Mice and humans share a lot more than immediately meets the eye, and their commonalities include their telomeres, protective ends on chromosomes. But in recent years, the role of one particular protein at telomeres has puzzled scientists.
New work at Rockefeller University has solved the contradiction regarding the protein, Rap1, a component of the “shelterin” complex that binds to telomeres to help guard and maintain them, so they can perform their protective function. Previous studies of its role in mice versus humans had turned up contradictory results. In human cells, Rap1 appeared crucial, whereas mouse Rap1 seemed to only play a minor role. Given the close evolutionary relationship between mice and humans – both are mammals – this discrepancy was hard to explain.
New research in Leon Hess Professor Titia de Lange’s Laboratory of Cell Biology and Genetics has led to an explanation: The previous studies were wrong. Rap1, it turns out, contributes next to nothing to the protection of human telomeres. The research, published in Cell Reports, contradicts a number of studies from the past decade.
“It seemed unlikely that Rap1′s role would have changed so dramatically between mice and humans, and now we know that it didn’t. Human Rap1 is in fact quite mouse-like,” de Lange says. “But this raises another question, since Rap1′s evolutionary lineage extends back to budding yeast. If Rap1 doesn’t protect telomeres, why has evolution maintained it in mice and humans?”
Telomeres are DNA-protein complexes formed when shelterin binds to specific repetitive DNA sequences that protect the integrity of chromosomes. Dysfunctional telomeres have been linked to cancer and aging, therefore, it is imperative that telomeres are properly maintained, which means maintaining their length. Shelterin helps regulate telomere length and also protects them from misguided cellular processes, including erroneous DNA repair efforts that can have disastrous repercussions.
Rap1 is one of six shelterin components in humans and mice, and one that evolution has maintained for a very long time, all the way back to yeast and single-celled parasites called trypanosomes. Beginning about a decade ago, research suggested that human Rap1 was important for telomere function. Rap1 was shown to be involved in controlling the length of telomeres, and also preventing a repair process that fuses telomeres together, which would ultimately result in cell death.
Meanwhile, studies in which Rap1 was inactivated in mice produced not only apparently normal cells but also apparently normal mice, so clearly erroneous DNA repair was not fusing chromosomes together. Furthermore, no changes in mouse telomere length were detected. However, because mice have much longer telomeres than humans, subtle changes are difficult to detect.
Studies from both sides of this human-mouse discrepancy included those from de Lange’s lab. After working on experiments showing that Rap1 was not needed to prevent telomere fusion in mice, a graduate student in the lab, Shaheen Kabir, set out to investigate the conflicting reports by inactivating Rap1 in humans.

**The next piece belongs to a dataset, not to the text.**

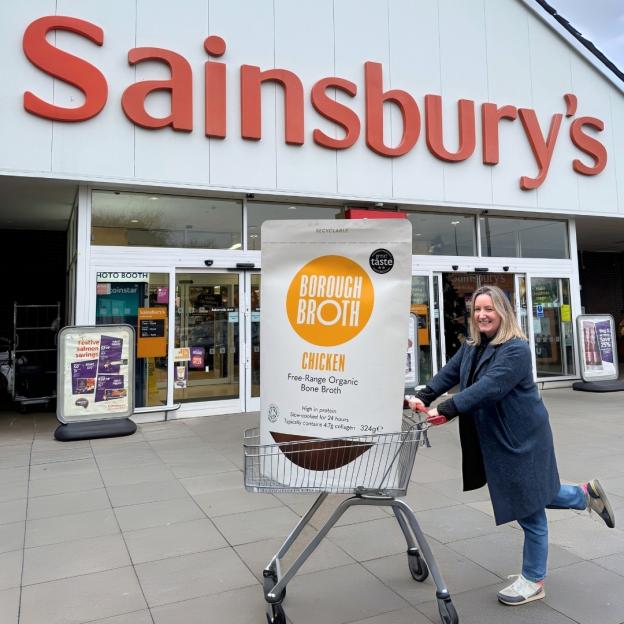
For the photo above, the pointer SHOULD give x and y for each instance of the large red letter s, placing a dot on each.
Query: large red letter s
(67, 67)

To do so, she disrupted the gene encoding Rap1 by using a site-specific nuclease called TALEN, a special enzyme designed to cut DNA at a specific location, constructed by fellow author Dirk Hockemeyer, then at MIT.

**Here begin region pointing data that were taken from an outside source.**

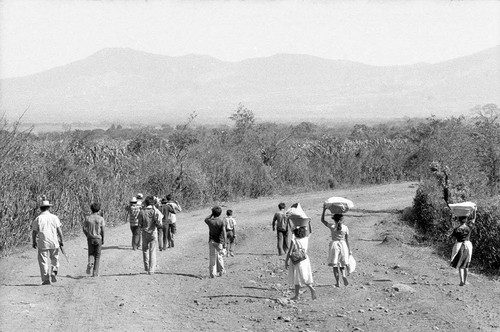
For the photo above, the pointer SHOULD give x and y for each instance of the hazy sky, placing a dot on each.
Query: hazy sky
(38, 35)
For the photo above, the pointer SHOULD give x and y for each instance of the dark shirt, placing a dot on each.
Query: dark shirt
(216, 227)
(461, 233)
(93, 226)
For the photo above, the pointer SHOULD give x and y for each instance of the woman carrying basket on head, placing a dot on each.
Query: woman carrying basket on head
(339, 249)
(462, 249)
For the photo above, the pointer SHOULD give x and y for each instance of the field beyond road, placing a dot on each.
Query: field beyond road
(396, 287)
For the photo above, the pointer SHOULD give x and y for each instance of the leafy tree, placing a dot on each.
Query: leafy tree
(244, 121)
(486, 135)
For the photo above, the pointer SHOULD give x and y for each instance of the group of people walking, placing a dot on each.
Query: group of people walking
(153, 221)
(292, 236)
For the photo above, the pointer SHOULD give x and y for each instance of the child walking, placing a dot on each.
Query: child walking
(230, 232)
(300, 274)
(93, 227)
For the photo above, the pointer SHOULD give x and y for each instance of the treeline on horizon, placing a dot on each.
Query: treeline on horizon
(201, 165)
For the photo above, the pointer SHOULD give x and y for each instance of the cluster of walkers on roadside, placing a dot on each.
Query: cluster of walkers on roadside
(153, 222)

“We piled up a lot of negative data looking for effects of removing Rap1 from human telomeres. We observed no fusions, no significant changes in telomere length, no turning on of DNA damage signaling, the list goes on.” Kabir says.
In considering what might account for the discrepancy between the current results and the previous studies, Kabir and de Lange think the techniques used may have produced results that were difficult to interpret for some studies, while others employed artificial systems that may not accurately represent the normal situation in a cell.

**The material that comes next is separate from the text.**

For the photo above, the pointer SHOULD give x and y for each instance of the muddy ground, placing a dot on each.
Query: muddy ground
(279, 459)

“While we cannot dismiss the possibility that Rap1 has a redundant function that overlaps with other shelterin components, it is most likely that Rap1 must fill some other, unrelated role. Otherwise, why would it be so strongly conserved?” Kabir says.
Evidence for that other function was already there: Rap1 was first identified not as a component of shelterin but as a protein that turns genes on or off. In fact, studies in mammalian cells have shown that it has a strong influence on genes related to body weight and metabolism. Using three different types of cells, Kabir then compared gene expression profiles between cells with and without Rap1 in those cell lines. She found large changes in the expression levels for a number of genes, whose identities varied depending on the cell line.
“Rap1 may only have a minor role in protecting telomeres in mammals, but it appears evolution has maintained it for an unrelated, but important reason: as a factor that regulates the expression of many genes,” de Lange says.